El presidente de la agrupación, Esteban Tumba, llegó hasta La Moneda para decir que “queremos pedirle al subsecretario que dé un paso al lado, que actúe con generosidad y miras al bien común en vez de sus intereses particulares, porque lo que se denuncia por parte de un inspector municipal, que es un ministro de fe, es algo grave”.

“Él es un funcionario público fiscalizador, no es una denuncia anónima o algo que se le haya ocurrido a alguien”, dijo, junto con advertir los problemas que podrían surgir en la investigación del caso, ante la relación de dependencia que existe entre la Subdere, la alcaldía de Ñuñoa -en donde ocurrió la presunta infracción- y el juez de policía local.

“Esa denuncia va a ir a un juzgado de policía local, el juez es designado por el alcalde, y el alcalde es quien permanentemente está pidiendo recursos a la Subdere. ¿Cómo es posible que esta contienda, que es por naturaleza asimétrica, transcurra normalmente?”, cuestionó.

En ese sentido, Tumba recordó que “en otras situaciones existen procedimientos especiales, con jueces de fuero. Pero en este caso no, por lo tanto, lo más razonable es que el subsecretario de un paso al costado, porque las autoridades están sometidas a un estándar superior ético que el que están sometidos los ciudadanos comunes”.

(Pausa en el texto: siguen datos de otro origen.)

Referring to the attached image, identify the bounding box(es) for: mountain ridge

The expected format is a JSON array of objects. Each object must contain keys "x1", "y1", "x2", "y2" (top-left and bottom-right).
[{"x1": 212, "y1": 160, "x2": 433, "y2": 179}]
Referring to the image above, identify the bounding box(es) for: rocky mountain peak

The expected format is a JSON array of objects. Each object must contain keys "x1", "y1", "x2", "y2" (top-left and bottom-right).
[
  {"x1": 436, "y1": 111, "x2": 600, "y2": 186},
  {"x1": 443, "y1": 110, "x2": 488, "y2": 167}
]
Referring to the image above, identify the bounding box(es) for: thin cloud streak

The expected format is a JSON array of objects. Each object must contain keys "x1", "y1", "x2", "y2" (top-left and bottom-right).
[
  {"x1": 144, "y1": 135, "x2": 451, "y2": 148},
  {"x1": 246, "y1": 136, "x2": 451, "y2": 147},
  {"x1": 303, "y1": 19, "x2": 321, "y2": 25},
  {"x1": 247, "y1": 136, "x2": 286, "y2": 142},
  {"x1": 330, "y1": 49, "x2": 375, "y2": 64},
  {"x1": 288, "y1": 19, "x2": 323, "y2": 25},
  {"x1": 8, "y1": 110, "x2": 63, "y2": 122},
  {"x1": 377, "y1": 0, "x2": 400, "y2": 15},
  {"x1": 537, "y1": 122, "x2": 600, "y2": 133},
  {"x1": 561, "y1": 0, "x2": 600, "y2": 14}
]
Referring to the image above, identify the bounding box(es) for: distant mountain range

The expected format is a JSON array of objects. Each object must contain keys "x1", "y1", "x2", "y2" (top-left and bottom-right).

En ese contexto, el dirigente añadió que durante la gestión de Salaberry ha habido “una permanente cuestión de acoso, no solo a los trabajadores que eran del régimen anterior, sino incluso a sus propios partidarios. Recordemos el despido de la jefa de División de Políticas, donde se rumorea que le habría dicho ‘si sabes pescar, entonces pesca tus cosas y ándate lejos’, por así decirlo”.

“Hay una serie de cuestiones más, sumarios a dirigentes, sumarios indiscriminados a funcionarios, una actitud permanentemente destemplada por parte del subsecretario. Hay malos tratos, hay acoso, asesores de gabinete sacando fotografías a funcionarios, revisión de puestos de trabajo. Es una situación bastante desagradable”, agregó.

Asimismo, recordó que “desde el año pasado hubo una ola de despidos en donde tribunales han determinado que fueron arbitrarios, hay recursos de protección acogidos y tutelas por discriminación política también acogidos por los tribunales laborales, donde se le dice a la Subdere que miente en sus argumentos”.

También aseguró que en la gestión del subsecretario hubo “intentos de contratación de personal que iba a manejar recursos financieros importantes, con presupuesto de más de 600 mil millones de pesos, con gran prontuario judicial. Esto lo pudimos frenar como federación haciendo gestiones reservadas con él”.